Common questions this page answers

Q: What is repentance?

A change of mind (metanoia) that turns from self-rule and sin toward God and Christ; not merely sorrow for consequences but a reorientation of the will and affections; the response of saving faith always includes repentance (Mark 1:15, Luke 13:3, Acts 2:38, Acts 17:30). Repentance is a gift of God and an act of the renewed will simultaneously.
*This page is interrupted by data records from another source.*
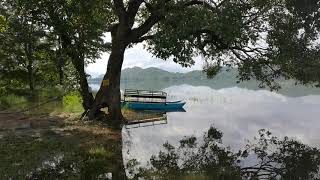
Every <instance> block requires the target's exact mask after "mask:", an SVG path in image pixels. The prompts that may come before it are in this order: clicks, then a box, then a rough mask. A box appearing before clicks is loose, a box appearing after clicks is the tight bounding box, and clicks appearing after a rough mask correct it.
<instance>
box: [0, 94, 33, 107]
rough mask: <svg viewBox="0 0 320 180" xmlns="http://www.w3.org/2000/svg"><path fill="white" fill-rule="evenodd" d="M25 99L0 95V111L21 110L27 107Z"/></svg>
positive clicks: (4, 95) (16, 95) (26, 103)
mask: <svg viewBox="0 0 320 180" xmlns="http://www.w3.org/2000/svg"><path fill="white" fill-rule="evenodd" d="M27 102H28V100H27V98H25V97H23V96H17V95H14V94H9V95H2V96H1V97H0V109H10V108H15V107H17V108H23V107H25V106H26V105H27Z"/></svg>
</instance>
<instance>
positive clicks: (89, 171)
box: [28, 127, 320, 180]
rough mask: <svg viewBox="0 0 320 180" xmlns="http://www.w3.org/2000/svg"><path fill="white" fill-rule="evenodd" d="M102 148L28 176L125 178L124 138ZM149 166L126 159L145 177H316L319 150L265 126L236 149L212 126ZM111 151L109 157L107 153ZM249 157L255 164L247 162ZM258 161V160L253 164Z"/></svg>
mask: <svg viewBox="0 0 320 180" xmlns="http://www.w3.org/2000/svg"><path fill="white" fill-rule="evenodd" d="M108 146H109V147H110V150H111V151H112V152H111V153H110V154H109V153H106V152H103V151H105V150H103V148H101V149H99V148H96V149H90V150H89V151H86V150H83V149H82V150H81V148H79V151H76V152H71V154H68V153H65V154H62V155H59V156H57V157H55V158H54V160H53V161H52V162H49V161H48V162H46V163H44V165H43V166H42V167H40V168H38V169H36V170H35V171H33V172H31V173H30V174H29V175H28V179H56V178H58V179H70V178H71V179H107V178H108V177H110V176H109V175H108V173H112V179H127V177H126V174H125V170H124V166H123V159H122V138H119V139H118V140H115V142H111V141H109V142H108ZM164 148H165V150H164V151H160V152H159V154H158V155H157V156H153V157H151V159H150V166H148V167H139V163H138V162H137V161H136V160H131V161H129V162H128V163H127V165H126V167H127V173H129V178H134V179H136V178H138V177H143V179H225V180H227V179H232V180H234V179H293V180H295V179H316V178H319V166H320V150H319V149H317V148H312V147H309V146H307V145H304V144H302V143H300V142H298V141H295V140H291V139H288V138H284V139H278V138H276V137H273V136H271V133H270V132H268V131H265V130H260V131H259V136H258V138H256V139H255V141H254V142H252V143H249V144H248V145H247V146H246V147H245V148H244V149H242V150H241V151H238V152H236V153H234V152H233V151H231V150H230V148H226V147H225V146H224V145H223V143H222V132H220V131H218V130H217V129H215V128H214V127H211V128H210V129H209V130H208V132H207V133H205V135H204V137H203V140H200V141H199V140H197V139H196V138H195V137H188V138H184V139H182V140H181V141H180V146H179V147H178V148H176V147H174V146H172V145H170V144H168V143H165V144H164ZM107 154H109V155H107ZM250 159H251V160H252V159H254V162H250V163H248V161H250ZM253 163H255V164H253Z"/></svg>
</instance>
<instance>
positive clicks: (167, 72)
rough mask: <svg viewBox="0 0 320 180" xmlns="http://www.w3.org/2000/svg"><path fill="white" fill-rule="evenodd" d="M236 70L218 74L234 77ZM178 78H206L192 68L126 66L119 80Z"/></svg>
mask: <svg viewBox="0 0 320 180" xmlns="http://www.w3.org/2000/svg"><path fill="white" fill-rule="evenodd" d="M235 72H236V71H235V70H231V71H229V72H221V73H220V74H219V75H217V77H215V78H218V77H219V76H226V75H228V76H229V77H231V76H232V77H233V78H235V77H236V73H235ZM102 78H103V75H99V76H98V77H97V78H92V79H90V80H89V81H90V82H101V80H102ZM151 79H154V80H161V79H163V80H178V79H199V80H204V79H207V76H206V74H205V73H204V72H203V71H200V70H194V71H190V72H186V73H180V72H169V71H166V70H162V69H159V68H155V67H150V68H145V69H143V68H140V67H132V68H126V69H123V70H122V72H121V80H151Z"/></svg>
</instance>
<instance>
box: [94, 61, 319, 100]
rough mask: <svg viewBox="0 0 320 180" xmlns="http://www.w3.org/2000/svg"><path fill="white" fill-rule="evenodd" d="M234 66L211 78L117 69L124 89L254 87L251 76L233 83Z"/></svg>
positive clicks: (253, 88)
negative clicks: (210, 78)
mask: <svg viewBox="0 0 320 180" xmlns="http://www.w3.org/2000/svg"><path fill="white" fill-rule="evenodd" d="M237 74H238V72H237V69H230V70H229V71H226V69H223V70H222V72H220V73H219V74H218V75H217V76H216V77H214V78H213V79H208V78H207V76H206V74H205V73H203V72H202V71H191V72H188V73H173V72H168V71H165V70H162V69H158V68H154V67H152V68H146V69H142V68H140V67H133V68H127V69H124V70H122V73H121V88H126V89H130V88H131V89H149V90H161V89H164V88H167V87H170V86H173V85H181V84H189V85H193V86H209V87H211V88H213V89H221V88H228V87H234V86H238V87H241V88H246V89H252V90H257V89H260V88H259V87H258V84H259V83H258V82H257V81H255V80H251V81H245V82H240V83H237V80H238V79H237ZM102 78H103V75H100V76H99V77H97V78H92V79H89V83H90V84H100V83H101V81H102ZM281 86H282V89H281V90H280V91H279V93H281V94H284V95H287V96H304V95H309V94H320V89H319V88H312V87H305V86H302V85H297V86H296V85H295V84H294V81H293V80H283V81H282V82H281Z"/></svg>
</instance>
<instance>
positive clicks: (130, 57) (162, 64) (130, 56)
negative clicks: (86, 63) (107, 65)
mask: <svg viewBox="0 0 320 180" xmlns="http://www.w3.org/2000/svg"><path fill="white" fill-rule="evenodd" d="M107 39H109V38H107ZM108 58H109V53H103V54H102V56H101V58H100V59H97V60H96V62H95V63H92V64H89V65H88V66H87V67H86V72H87V73H88V74H90V75H91V76H92V77H96V76H98V75H100V74H105V72H106V70H107V64H108ZM195 62H196V63H195V65H193V66H192V67H191V68H183V67H181V65H179V64H176V63H175V62H173V61H172V59H170V60H167V61H164V60H162V59H158V58H156V57H153V56H152V54H151V53H149V52H148V51H147V50H145V49H144V48H143V45H142V44H137V45H135V46H133V47H132V48H130V49H127V50H126V52H125V55H124V62H123V66H122V69H126V68H131V67H135V66H136V67H141V68H144V69H145V68H149V67H157V68H160V69H163V70H166V71H169V72H189V71H193V70H200V69H202V67H203V61H202V60H201V58H200V57H199V58H196V59H195Z"/></svg>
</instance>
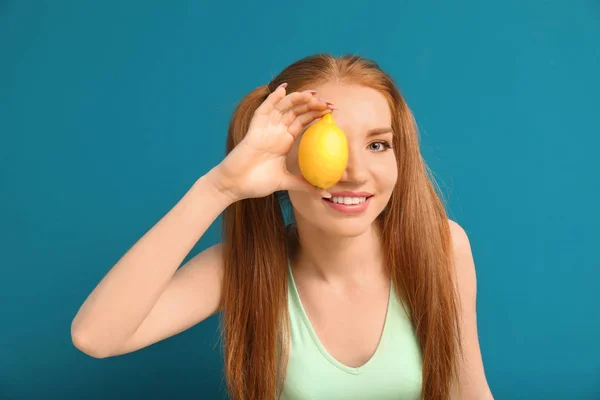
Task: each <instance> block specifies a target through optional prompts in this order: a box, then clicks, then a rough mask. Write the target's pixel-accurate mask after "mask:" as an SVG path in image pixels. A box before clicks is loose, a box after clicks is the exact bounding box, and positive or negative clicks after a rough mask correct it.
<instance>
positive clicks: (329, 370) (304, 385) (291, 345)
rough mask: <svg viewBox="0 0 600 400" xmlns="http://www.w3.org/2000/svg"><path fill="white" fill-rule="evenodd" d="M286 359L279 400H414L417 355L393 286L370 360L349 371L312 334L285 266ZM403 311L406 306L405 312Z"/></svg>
mask: <svg viewBox="0 0 600 400" xmlns="http://www.w3.org/2000/svg"><path fill="white" fill-rule="evenodd" d="M288 277H289V278H288V282H289V285H288V287H289V289H288V307H289V312H290V335H291V340H290V358H289V361H288V367H287V373H286V378H285V382H284V387H283V392H282V395H281V397H280V400H306V399H310V400H321V399H322V400H336V399H344V400H354V399H356V400H359V399H360V400H364V399H377V400H388V399H394V400H400V399H401V400H419V399H420V396H421V384H422V353H421V349H420V347H419V343H418V339H417V337H416V334H415V332H414V329H413V326H412V324H411V323H410V320H409V319H408V317H407V315H406V313H405V312H404V309H403V308H402V304H401V303H400V302H399V301H398V298H397V296H396V292H395V290H394V289H393V285H391V287H390V296H389V301H388V309H387V314H386V319H385V324H384V328H383V333H382V336H381V339H380V342H379V345H378V347H377V350H376V351H375V353H374V354H373V356H372V357H371V358H370V359H369V361H367V362H366V363H365V364H364V365H362V366H360V367H358V368H352V367H349V366H346V365H344V364H342V363H341V362H339V361H337V360H336V359H335V358H333V357H332V356H331V355H330V354H329V353H328V352H327V350H326V349H325V348H324V347H323V345H322V344H321V342H320V341H319V338H318V337H317V334H316V333H315V331H314V329H313V327H312V325H311V323H310V320H309V319H308V316H307V314H306V312H305V311H304V307H303V305H302V302H301V300H300V296H299V295H298V289H297V287H296V283H295V281H294V277H293V275H292V271H291V267H290V266H289V265H288ZM407 309H408V307H407Z"/></svg>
Q: What if I've failed God badly?

"If we confess our sins, He is faithful and righteous to forgive us our sins and to cleanse us from all unrighteousness" (1 John 1:9). No sin you have committed exceeds the sufficiency of Christ's cross; the deepest sin is the sin you do not bring to Him. Repentance is the door; restoration is on the other side; Peter denied Christ three times and was made the chief apostle.